Rabu, 4 Desember 2013. Alhamdulillah abang saya kesampaian juga mau beli sepeda motor baru yang uangnya adalah hasil jerih payahnya sendiri, tidak ada campur tangan orang lain dalam uang tersebut. Siang rabu saya dan abang saya pergi ke salah satu dealer motor yang bermoto satu hati. Tidak terjadi tawar menawar apapun disana. Karena harga memang sudah pas dan sebelumnya kami juga sudah liat brosur sepeda motor tersebut. Langsung nanya sama SPG yang ada disana nanya dimana motor matic yang warna ijo. Dan setelah sesuai dengan kehendak dan selera maka si mbak SPGnya minta KTP abang saya untuk proses lebih lanjut. Dan mbaknya bilang engga bisa. Engga bisa KTP luar daerah Kerinci maksudnya. Karena di KTP tertulis alamat abang saya di luar kerinci maka tidak perlu berpikir lagi KTP sayalah yang dijadikan syarat. KTP bernama Wara Lofitra yang harus bertanggung jawab untuk motor yang baru dibeli. Awalnya sih saya takut terjadi apa-apa dengan iden
titas saya di kemudian hari. Tapi, setelah abang saya bilang cuma buat syarat doang dan tidak akan terjadi apa-apa akhirnya saya mau. Dan ditanyalah saya mengenai pribadi saya alamat, penghasilan,pacar, pekerjaan dan sebagainya. Tidak perlu berlama-lama, satu unit motor matic berhasil dibawa kabur dari dealer tersebut.

Setibanya motor dirumah.
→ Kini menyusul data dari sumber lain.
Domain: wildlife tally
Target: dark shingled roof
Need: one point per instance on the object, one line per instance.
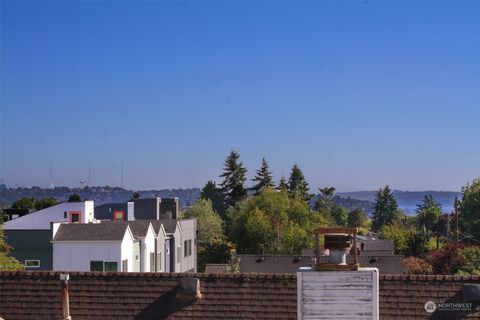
(126, 295)
(291, 264)
(169, 224)
(91, 232)
(139, 227)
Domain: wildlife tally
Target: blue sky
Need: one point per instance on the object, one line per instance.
(359, 94)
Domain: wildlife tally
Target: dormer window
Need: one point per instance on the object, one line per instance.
(74, 216)
(118, 215)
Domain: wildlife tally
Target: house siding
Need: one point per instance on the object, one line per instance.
(31, 245)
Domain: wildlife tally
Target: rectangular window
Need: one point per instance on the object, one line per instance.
(111, 266)
(103, 265)
(96, 265)
(125, 265)
(118, 215)
(32, 263)
(74, 216)
(159, 261)
(152, 261)
(187, 248)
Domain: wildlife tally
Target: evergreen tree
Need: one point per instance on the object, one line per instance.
(282, 185)
(385, 210)
(428, 215)
(215, 195)
(325, 201)
(263, 178)
(233, 179)
(297, 185)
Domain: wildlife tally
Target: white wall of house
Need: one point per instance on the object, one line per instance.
(127, 251)
(161, 248)
(40, 220)
(188, 235)
(76, 255)
(147, 248)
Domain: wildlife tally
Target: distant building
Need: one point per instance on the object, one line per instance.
(30, 234)
(152, 208)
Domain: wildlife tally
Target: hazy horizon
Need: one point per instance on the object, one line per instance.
(358, 94)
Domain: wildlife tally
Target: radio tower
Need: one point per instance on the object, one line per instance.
(51, 186)
(121, 173)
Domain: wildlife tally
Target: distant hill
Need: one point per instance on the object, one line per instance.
(408, 200)
(99, 194)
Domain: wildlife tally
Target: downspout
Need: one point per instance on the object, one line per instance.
(65, 300)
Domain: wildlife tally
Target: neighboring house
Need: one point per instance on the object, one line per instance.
(152, 208)
(291, 263)
(95, 247)
(367, 246)
(158, 245)
(30, 235)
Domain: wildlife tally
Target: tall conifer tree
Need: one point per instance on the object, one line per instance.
(297, 185)
(233, 179)
(263, 178)
(385, 210)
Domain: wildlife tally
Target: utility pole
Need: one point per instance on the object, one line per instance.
(457, 232)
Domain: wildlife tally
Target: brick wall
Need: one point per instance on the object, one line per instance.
(95, 295)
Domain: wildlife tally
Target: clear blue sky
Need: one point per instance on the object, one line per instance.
(359, 94)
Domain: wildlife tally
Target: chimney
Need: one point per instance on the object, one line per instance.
(130, 211)
(337, 289)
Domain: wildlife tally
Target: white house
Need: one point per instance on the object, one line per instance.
(73, 212)
(95, 247)
(30, 235)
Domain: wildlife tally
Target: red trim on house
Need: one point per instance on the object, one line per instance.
(115, 215)
(79, 213)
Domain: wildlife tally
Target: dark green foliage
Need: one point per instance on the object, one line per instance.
(428, 215)
(32, 203)
(74, 198)
(340, 215)
(470, 210)
(135, 196)
(233, 179)
(219, 251)
(215, 195)
(297, 185)
(357, 218)
(385, 210)
(45, 203)
(7, 262)
(24, 203)
(263, 178)
(282, 185)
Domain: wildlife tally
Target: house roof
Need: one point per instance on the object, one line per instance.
(291, 263)
(123, 295)
(169, 224)
(91, 232)
(139, 227)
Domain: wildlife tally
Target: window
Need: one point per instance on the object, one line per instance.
(74, 216)
(159, 261)
(152, 261)
(118, 215)
(187, 248)
(32, 263)
(111, 266)
(96, 265)
(103, 265)
(125, 265)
Disinilah tragedi berdarah alias yang paling tidak saya suka. Saya juga tidak menyangka kenapa bisa terjadi seperti ini. Seperti halnya orang kebanyakan dikampung saya, setiap benda berharga yang baru dibeli akan di beri sebuah pengharapan agar orang yang memakai benda tersebut selamat dari bahaya apapun yang mengancam. Cara manusia bersyukur atas nikmat tuhan itu bermacam-macam. Ada yang sesuai tuntunan agama dan ada yang menyimpang dari ajaran agama. Sampai disini ada yang paham dengan maksud postingan ini?


Karena adanya ritual penetasan darah hewan di atas motor yang baru saja dibeli, saya merasa aneh dan tidak menduga sebelumnya bahwa keluarga saya masih juga berkeyakinan akan adanya keselamatan dari darah hewan tersebut. Katanya supaya tidak terjadi apa-apa dengan motor baru itu. Saya sebagai anak muda yang masih berpikir jernih lalu bertanya untuk apa ada darah tersebut. Lalu ayah saya menjawab darah itu hanya sebagai syarat agar diberi perlindungan dalam perjalanan selama mengendarai motor itu. Beberapa kali keluar nada protes dari mulut saya agar tidak jadi ritual itu, tapi hanya dianggap seperti celotehan anak kecil yang tidak berguna. Akhirnya darah hewan itu diteteskan pada ban depan dan ban belakang motor. Ah sudahlah! Cukup sampai disini ritual ini dilakukan dan saya tidak akan mencontoh adegan berbahaya ini. Yang penting saya tidak percaya dengan hal yang begituan dan tidak akan percaya. Bukan berarti tidak percaya dengan hal ghaib, saya hanya aneh melihat ritual itu dan ini sungguh tidak masuk akal bagi saya pribadi. Tapi sepertinya ini bukan hanya terjadi di keluarga saya saja. Saya yakin ini banyak terjadi di seluruh Nusantara. Untuk anak muda yang berpikiran seperti saya, tetaplah protes dan jangan mudah terpengaruh suasana sekalipun itu orang terdekat. udah itu aja inti dari postingan ini. Sekian! salam jomblo!